Church coffee
Just past my kids’ school, there is a red brick church with a cafe in the lobby. It isn’t where we worship but I pop in there some afternoons in between errands and the school pick-up. There is a comfortable tub chair in the corner next to the radiator and I like to sit there for a quiet half hour or so, just me and a book, warming up after a walk.
There are plenty of tables where you can sit to eat lunch and, over by the wall, there is a full bookshelf with a sign that reads: Free to Take, Please Donate. Up at the counter, you’ll find muffins, cakes and sometimes a plate of cookies. The people who run the cafe make hot lunches and sandwiches and all sorts of people come and go – grandparents with toddlers, a group of women after their Bible study, an older couple who live around the corner. It is a lovely, lively place, but the most remarkable feature of this cafe is the coffee.
Now, you might expect that from some uber-hipster cafe downtown with third-wave coffee and tattooed baristas. Or maybe a cafe in the local arts centre where poets spend time before the gallery opens. But in a church cafe? Really?
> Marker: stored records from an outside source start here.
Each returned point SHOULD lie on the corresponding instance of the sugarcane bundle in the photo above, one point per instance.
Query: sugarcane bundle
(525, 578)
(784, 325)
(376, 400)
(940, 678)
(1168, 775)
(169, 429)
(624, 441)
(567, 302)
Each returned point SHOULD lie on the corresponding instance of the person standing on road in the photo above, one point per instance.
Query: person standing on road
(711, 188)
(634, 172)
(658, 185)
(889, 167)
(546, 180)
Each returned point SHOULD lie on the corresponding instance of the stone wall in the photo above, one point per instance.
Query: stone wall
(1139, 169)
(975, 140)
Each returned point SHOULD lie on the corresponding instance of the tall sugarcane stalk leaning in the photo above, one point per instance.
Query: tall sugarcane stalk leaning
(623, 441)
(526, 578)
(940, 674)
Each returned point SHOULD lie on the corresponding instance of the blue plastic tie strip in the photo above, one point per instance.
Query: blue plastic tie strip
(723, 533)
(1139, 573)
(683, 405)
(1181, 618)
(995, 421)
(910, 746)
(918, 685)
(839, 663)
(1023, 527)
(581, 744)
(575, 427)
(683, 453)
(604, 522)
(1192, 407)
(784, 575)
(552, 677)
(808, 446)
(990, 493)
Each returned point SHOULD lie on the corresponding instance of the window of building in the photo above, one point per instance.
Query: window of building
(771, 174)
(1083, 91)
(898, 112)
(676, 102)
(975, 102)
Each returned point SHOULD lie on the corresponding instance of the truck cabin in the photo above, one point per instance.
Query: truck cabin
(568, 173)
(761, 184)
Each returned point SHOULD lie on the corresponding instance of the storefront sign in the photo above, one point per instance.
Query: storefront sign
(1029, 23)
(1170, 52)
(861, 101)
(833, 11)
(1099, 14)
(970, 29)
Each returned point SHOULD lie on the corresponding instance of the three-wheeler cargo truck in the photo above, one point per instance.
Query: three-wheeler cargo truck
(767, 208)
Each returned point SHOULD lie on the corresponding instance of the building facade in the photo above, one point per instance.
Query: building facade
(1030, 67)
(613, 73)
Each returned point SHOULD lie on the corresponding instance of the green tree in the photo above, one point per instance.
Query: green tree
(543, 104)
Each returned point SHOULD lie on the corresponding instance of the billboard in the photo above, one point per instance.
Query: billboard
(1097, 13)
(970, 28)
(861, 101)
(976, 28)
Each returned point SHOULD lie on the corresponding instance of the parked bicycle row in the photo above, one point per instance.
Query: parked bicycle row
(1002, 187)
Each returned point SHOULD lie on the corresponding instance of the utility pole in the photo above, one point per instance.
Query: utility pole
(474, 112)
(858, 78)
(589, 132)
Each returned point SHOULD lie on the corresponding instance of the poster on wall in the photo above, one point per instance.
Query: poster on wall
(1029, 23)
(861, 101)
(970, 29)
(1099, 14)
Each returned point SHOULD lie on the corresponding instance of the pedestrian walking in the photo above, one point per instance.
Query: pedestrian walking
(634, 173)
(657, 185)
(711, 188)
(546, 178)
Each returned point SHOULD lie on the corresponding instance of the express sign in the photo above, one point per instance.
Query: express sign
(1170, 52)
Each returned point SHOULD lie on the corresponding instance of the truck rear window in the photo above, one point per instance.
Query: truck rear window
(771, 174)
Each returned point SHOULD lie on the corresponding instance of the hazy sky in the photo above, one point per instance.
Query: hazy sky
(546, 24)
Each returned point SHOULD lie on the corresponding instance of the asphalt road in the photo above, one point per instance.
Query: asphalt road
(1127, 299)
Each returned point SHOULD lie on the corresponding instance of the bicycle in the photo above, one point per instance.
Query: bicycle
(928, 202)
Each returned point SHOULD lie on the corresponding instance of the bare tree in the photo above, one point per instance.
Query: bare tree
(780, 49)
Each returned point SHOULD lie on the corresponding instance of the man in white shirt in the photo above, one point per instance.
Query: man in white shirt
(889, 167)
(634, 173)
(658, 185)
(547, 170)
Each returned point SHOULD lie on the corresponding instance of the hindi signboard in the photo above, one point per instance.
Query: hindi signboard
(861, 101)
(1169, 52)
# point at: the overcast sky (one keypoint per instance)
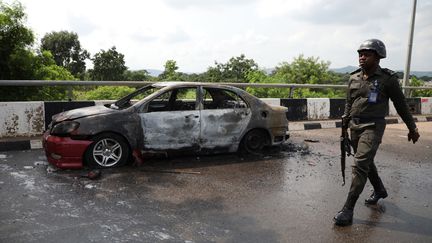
(196, 33)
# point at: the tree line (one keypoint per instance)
(60, 56)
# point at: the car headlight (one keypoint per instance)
(64, 128)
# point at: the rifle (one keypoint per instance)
(345, 144)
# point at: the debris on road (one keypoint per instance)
(172, 171)
(93, 174)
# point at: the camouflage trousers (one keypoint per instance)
(365, 139)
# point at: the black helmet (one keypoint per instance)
(373, 45)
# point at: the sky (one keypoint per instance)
(196, 33)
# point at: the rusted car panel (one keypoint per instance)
(170, 116)
(171, 130)
(223, 128)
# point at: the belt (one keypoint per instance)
(358, 120)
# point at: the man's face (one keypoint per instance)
(368, 59)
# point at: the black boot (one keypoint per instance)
(379, 192)
(376, 195)
(344, 217)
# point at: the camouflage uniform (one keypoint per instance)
(367, 123)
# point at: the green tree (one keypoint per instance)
(139, 75)
(108, 66)
(235, 70)
(418, 92)
(170, 72)
(15, 41)
(66, 50)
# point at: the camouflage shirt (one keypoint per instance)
(369, 98)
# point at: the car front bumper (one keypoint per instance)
(64, 152)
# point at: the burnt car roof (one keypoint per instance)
(181, 83)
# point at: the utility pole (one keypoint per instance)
(408, 60)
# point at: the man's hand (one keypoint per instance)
(413, 135)
(345, 121)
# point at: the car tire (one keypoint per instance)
(108, 150)
(253, 142)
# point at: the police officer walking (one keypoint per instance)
(369, 91)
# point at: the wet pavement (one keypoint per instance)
(288, 194)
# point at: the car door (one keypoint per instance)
(224, 117)
(171, 121)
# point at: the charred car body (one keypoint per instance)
(171, 116)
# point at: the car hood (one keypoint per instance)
(82, 112)
(279, 108)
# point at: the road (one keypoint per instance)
(289, 194)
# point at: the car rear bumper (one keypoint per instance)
(64, 152)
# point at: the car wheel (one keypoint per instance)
(108, 150)
(253, 142)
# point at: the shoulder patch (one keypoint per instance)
(356, 71)
(388, 71)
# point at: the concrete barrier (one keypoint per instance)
(21, 119)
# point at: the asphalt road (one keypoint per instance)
(289, 194)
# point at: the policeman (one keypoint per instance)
(369, 91)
Yes. Because this cafe offers the full range of coffee. Espresso, latte, cappuccino, you-name-it. You can ask for filter coffee, if that’s your thing, and they will pour you a beautiful cup. Or instant coffee, as strong or as weak as you like it. You can order whatever you like. No judgement made. No snobbery. That, my friends, is hospitality.
The coffee menu
Some people don’t feel at home with a tiny cup of espresso. Likewise, some are never going to feel welcomed by a mug of instant coffee. So this little church cafe offers both. It meets everyone where they are – not to change them, but to welcome them.
I don’t know what kind of discussions the congregation had about starting this cafe. Maybe the idea was to bring in a little more money to pay the heating bill or to make the church more engaged with the community or to combat loneliness locally. I am sure that it does all of those things, but for me, that full coffee menu says everything.
This is a church that sees each person as an honoured guest, important to God and to the church.
This is an open, responsive church.
In his first letter to the church in Corinth, Paul wrote about his striving to become all things to all people. We often turn his phrase around and say it isn’t possible. How can one person possibly observe and meet the needs of all people? Any parent will tell you that such attention is exhausting. It is hard work watching, worrying and finding ways to meet every scuffed-knee, lost-shoe, broken-heart need that comes along. The trick is not to do it alone, and I’d hazard a guess that Paul learned the same thing in the early days of the church. It is so much easier to look out for others when there is more than one set of eyes doing the looking. This is the richness of congregational life. We look out for each other. We meet each other’s needs. Christ works among us as we care for each other.
In these days of uncertainty and fear, maybe this metaphor of the coffee menu seems insufficient to express our hopes for faithful hospitality. Particularly as this is still coffee you have to pay for. But I think that the metaphor’s strength comes from the daily nature of coffee. This isn’t complicated. It’s just family.
Over the past few years, my own little family has learned this in new ways. Early in our marriage, the Spouse and I lived in Ottawa where I grew up. Sunday mornings found us in the church where we were married, sharing the pew with my parents. Now, we live across the Atlantic and far away from all our family. But every week at church, we are surrounded by grandparents, aunts and uncles, Sunday School classes full of cousins, sisters and brothers and everyone one else in the varied and interconnected family of Christ. Together, we are the full coffee menu of folk, all called, welcomed and loved by God.